KidBlog is a great resource for teachers in districts which do not currently have classroom management systems that allow for student blogging and file sharing. KidBlog really sells the safety and control aspect that is so important to teachers especially teachers whose immersion into technology may just be above their ankles. The platform, I believe is Wordpress, and that makes it easy to navigate, publish, and manage student blogs. 

I like the "Blog" page. Here real teachers using the program in their classrooms share ideas and successes. It would be nicer if these were archived in a sidebar. It would make it easier for explorers to find quick associations with teacher of similar stories. The posts contain videos and pictures that really help to tell the story. Check out 1st grade teacher Karen Lirenman's post by clicking on the picture to the right.

"Over a million K-12 students have a voice at KidBlog. . . Set up your class for free in 20 seconds." Is a nice opening and selling point.  The banner at the bottom suggest well of 2 million blogging students.

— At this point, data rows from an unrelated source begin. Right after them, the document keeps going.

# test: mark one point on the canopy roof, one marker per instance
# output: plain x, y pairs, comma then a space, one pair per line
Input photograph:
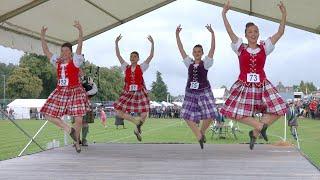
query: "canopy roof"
21, 20
302, 14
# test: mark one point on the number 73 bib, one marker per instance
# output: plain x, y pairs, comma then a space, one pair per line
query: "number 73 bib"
194, 85
253, 78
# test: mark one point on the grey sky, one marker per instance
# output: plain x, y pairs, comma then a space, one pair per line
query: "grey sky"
295, 58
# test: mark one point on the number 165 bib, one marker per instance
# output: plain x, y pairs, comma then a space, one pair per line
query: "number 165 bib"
253, 78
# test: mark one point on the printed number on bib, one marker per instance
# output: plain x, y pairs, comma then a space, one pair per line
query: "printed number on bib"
253, 78
64, 82
194, 85
133, 87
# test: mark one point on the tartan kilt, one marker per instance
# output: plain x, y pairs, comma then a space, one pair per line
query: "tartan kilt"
72, 101
133, 101
245, 101
198, 105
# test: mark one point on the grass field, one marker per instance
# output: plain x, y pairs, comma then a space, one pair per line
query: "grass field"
12, 140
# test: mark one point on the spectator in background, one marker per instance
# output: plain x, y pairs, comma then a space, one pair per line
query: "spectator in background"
103, 117
313, 108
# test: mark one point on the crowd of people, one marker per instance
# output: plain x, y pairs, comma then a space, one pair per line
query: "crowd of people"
165, 112
308, 108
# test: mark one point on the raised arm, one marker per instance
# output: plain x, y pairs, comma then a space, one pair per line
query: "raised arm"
80, 38
234, 38
278, 35
44, 43
180, 46
213, 43
148, 60
121, 60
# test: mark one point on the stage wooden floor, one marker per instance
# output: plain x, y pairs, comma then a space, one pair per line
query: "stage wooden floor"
162, 161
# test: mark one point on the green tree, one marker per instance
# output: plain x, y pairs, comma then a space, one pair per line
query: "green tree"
41, 67
23, 84
159, 89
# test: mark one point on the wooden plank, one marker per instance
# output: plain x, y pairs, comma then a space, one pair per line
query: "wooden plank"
162, 161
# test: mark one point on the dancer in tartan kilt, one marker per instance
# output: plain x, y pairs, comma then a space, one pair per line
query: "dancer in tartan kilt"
253, 93
69, 97
134, 97
199, 103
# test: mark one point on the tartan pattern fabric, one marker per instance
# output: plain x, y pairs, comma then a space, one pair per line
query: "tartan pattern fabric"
133, 101
245, 101
198, 105
71, 101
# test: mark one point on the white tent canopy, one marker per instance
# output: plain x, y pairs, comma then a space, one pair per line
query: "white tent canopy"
219, 93
21, 20
21, 107
302, 14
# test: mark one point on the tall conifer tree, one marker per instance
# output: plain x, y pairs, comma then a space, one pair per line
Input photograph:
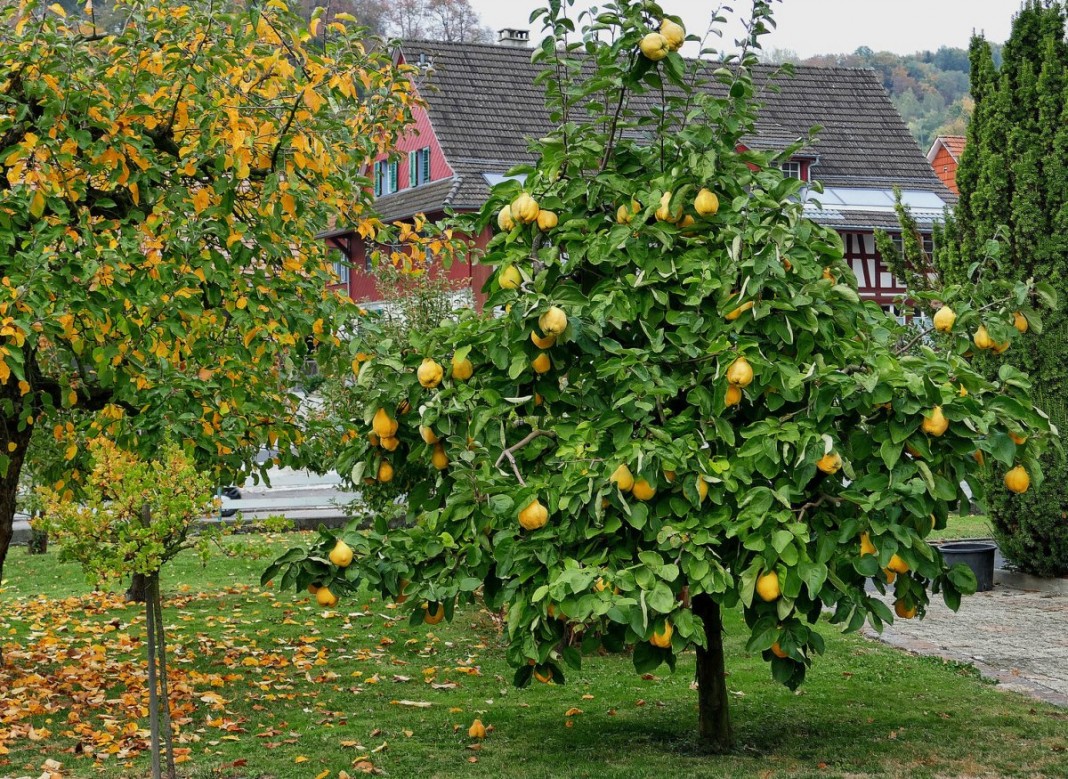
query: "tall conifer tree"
1014, 178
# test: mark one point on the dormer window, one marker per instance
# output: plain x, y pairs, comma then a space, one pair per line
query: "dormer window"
791, 169
419, 167
386, 177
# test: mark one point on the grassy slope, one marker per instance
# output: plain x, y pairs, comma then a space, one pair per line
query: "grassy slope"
865, 711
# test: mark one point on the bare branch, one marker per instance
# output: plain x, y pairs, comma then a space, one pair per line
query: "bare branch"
509, 452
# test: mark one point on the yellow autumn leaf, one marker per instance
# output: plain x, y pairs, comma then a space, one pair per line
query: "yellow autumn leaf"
313, 99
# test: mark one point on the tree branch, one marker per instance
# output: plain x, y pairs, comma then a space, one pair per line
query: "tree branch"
816, 503
509, 452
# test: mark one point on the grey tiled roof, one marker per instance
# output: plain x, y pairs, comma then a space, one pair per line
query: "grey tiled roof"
423, 199
485, 108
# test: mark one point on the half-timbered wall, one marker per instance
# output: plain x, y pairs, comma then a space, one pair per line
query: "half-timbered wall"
874, 279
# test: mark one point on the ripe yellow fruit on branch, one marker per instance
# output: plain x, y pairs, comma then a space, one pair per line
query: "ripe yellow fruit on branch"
524, 209
673, 33
706, 203
740, 373
434, 613
740, 310
429, 373
662, 638
341, 555
477, 730
552, 322
982, 339
533, 516
936, 423
325, 597
897, 564
383, 424
504, 220
830, 463
643, 491
547, 220
462, 370
623, 478
654, 47
509, 278
1018, 480
543, 342
767, 587
944, 318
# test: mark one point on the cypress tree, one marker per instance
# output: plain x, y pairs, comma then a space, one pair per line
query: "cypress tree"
1015, 173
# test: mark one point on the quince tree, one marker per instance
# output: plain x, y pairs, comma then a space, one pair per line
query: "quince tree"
675, 403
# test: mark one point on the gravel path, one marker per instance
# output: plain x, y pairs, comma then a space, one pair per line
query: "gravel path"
1018, 637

That is exciting to see and know. 

The support is strong within the website and on YouTube which has several tutorial videos to help teacher bridge the digital divide. Below is a great video created in 2010 which suggests KidBlog is making a lasting impression. This video features Katie, a KidBlog blogger sharing her own story with the program.  


After Chris has a chance to really get deep into his experience with his students, I will interview his, maybe his students, and link it to this post.